While Schlock Magazine gets its ‘Monster March’ on the road, I troop away with my own, starting with a shit-and-mud caked gem.
That there is something both liberating and enslaving about the monster is a well-worn trope in both popular culture and popular discussion. ‘You take something away, you get something back’ is part of it: monstrosity can signify exclusion and enslavement, but by that same token it can also mean that the monster is freed from the rat race of day-to-day existence. By destiny or design, the monster is plunged into a skewed world, which can yield to plenty of advantages if they play their cards right… that is, given that the monsters in question have any cards to play at all, or if they do, whether they have the cerebral capability to process the rules of the game in question.

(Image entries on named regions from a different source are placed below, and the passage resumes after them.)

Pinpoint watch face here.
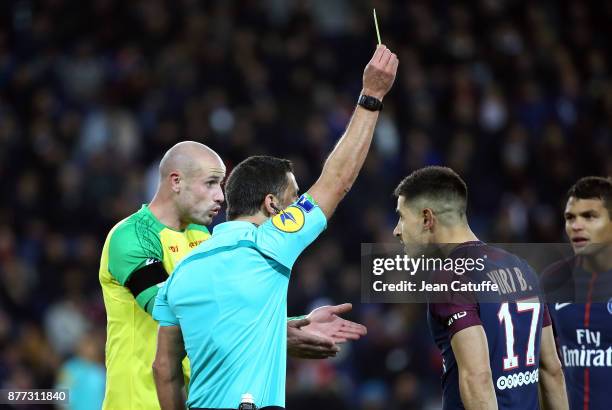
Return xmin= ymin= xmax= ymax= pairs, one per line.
xmin=359 ymin=95 xmax=382 ymax=111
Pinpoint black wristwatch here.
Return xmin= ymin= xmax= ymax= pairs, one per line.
xmin=357 ymin=94 xmax=383 ymax=111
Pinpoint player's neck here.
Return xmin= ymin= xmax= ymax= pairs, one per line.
xmin=230 ymin=212 xmax=270 ymax=226
xmin=436 ymin=225 xmax=478 ymax=248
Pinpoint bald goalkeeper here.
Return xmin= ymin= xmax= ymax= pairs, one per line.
xmin=99 ymin=141 xmax=365 ymax=410
xmin=153 ymin=46 xmax=398 ymax=410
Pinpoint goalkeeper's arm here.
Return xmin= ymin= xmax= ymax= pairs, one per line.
xmin=153 ymin=326 xmax=185 ymax=410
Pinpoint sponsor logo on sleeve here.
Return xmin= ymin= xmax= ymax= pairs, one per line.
xmin=296 ymin=194 xmax=315 ymax=213
xmin=272 ymin=206 xmax=304 ymax=233
xmin=447 ymin=310 xmax=467 ymax=326
xmin=555 ymin=303 xmax=571 ymax=310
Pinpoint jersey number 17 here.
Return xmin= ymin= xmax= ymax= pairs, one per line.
xmin=497 ymin=302 xmax=541 ymax=370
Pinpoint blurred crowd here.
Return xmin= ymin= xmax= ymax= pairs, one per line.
xmin=0 ymin=0 xmax=612 ymax=410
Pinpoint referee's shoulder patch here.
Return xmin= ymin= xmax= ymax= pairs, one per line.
xmin=295 ymin=193 xmax=315 ymax=213
xmin=272 ymin=205 xmax=305 ymax=233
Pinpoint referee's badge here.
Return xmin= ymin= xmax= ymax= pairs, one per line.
xmin=272 ymin=205 xmax=304 ymax=233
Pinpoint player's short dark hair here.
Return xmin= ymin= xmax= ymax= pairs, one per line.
xmin=225 ymin=155 xmax=293 ymax=220
xmin=567 ymin=176 xmax=612 ymax=217
xmin=394 ymin=166 xmax=467 ymax=214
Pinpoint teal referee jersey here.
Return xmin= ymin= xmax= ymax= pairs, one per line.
xmin=153 ymin=194 xmax=327 ymax=408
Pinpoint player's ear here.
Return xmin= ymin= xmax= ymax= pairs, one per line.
xmin=422 ymin=208 xmax=436 ymax=231
xmin=262 ymin=194 xmax=280 ymax=217
xmin=168 ymin=171 xmax=181 ymax=194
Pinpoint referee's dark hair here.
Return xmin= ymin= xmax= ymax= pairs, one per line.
xmin=567 ymin=176 xmax=612 ymax=218
xmin=394 ymin=166 xmax=467 ymax=223
xmin=225 ymin=155 xmax=293 ymax=221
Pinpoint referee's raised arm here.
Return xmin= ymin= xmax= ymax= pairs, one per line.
xmin=308 ymin=45 xmax=399 ymax=219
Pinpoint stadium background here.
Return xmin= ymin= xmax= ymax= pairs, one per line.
xmin=0 ymin=0 xmax=612 ymax=410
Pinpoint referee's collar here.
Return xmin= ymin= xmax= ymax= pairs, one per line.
xmin=213 ymin=221 xmax=257 ymax=235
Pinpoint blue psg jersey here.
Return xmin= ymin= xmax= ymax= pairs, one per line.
xmin=428 ymin=242 xmax=550 ymax=410
xmin=543 ymin=258 xmax=612 ymax=410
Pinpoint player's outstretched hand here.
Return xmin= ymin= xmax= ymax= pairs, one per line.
xmin=287 ymin=318 xmax=340 ymax=359
xmin=362 ymin=44 xmax=399 ymax=100
xmin=302 ymin=303 xmax=368 ymax=343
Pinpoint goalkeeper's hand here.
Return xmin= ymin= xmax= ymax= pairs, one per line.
xmin=287 ymin=303 xmax=367 ymax=359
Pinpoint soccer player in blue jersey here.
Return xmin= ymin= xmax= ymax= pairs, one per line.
xmin=394 ymin=167 xmax=567 ymax=410
xmin=542 ymin=176 xmax=612 ymax=410
xmin=153 ymin=45 xmax=398 ymax=409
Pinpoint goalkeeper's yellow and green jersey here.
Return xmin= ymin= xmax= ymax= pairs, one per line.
xmin=99 ymin=205 xmax=210 ymax=410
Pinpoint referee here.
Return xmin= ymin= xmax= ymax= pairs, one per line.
xmin=153 ymin=45 xmax=398 ymax=409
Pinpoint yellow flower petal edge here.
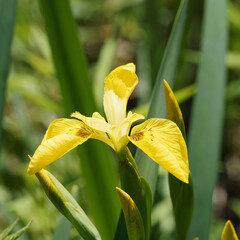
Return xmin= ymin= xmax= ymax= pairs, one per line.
xmin=28 ymin=134 xmax=90 ymax=174
xmin=109 ymin=111 xmax=144 ymax=152
xmin=129 ymin=118 xmax=189 ymax=183
xmin=103 ymin=63 xmax=138 ymax=125
xmin=71 ymin=112 xmax=111 ymax=133
xmin=221 ymin=220 xmax=239 ymax=240
xmin=28 ymin=118 xmax=113 ymax=174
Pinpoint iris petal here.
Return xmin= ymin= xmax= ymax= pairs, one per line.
xmin=71 ymin=112 xmax=111 ymax=132
xmin=28 ymin=133 xmax=91 ymax=174
xmin=103 ymin=63 xmax=138 ymax=125
xmin=221 ymin=220 xmax=238 ymax=240
xmin=129 ymin=118 xmax=189 ymax=183
xmin=28 ymin=118 xmax=113 ymax=174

The monsters of Frankenstein’s Army (2013) certainly have zero agency. Nazi cyborg grunts for the titular Josef-Mengele like throwback to Mary Shelley’s famous doctor, they shuffle along, showing off their freshly grafted bodily modifications with automated – but still menacing – glee. What’s more interesting though is Dr Frankenstein’s (Karel Roden) justification for his experiments… at least, the justification we’re given at the end, which feels like a hurried, tacked-on thematic appendage suited both to his in-film creations and the meta-film’s messy raison d’etre.

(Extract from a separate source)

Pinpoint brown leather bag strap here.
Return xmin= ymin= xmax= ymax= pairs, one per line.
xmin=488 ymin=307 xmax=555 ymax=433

The fascists he – ostensibly – works for and under are “insane”, Frankenstein admits. But so are communists and capitalists. he declares. His creations, on the other hand, made entirely of the human contradictions that lead to war, can in fact be used to smooth the same contradictions out. The scene in which the doctor attempts to collage a fascist brain with a communist one is an explicit illustration of this, of course, but it’s also a reminder of how vulgar pulp can remind us of what monsters are ‘for’ in the first place.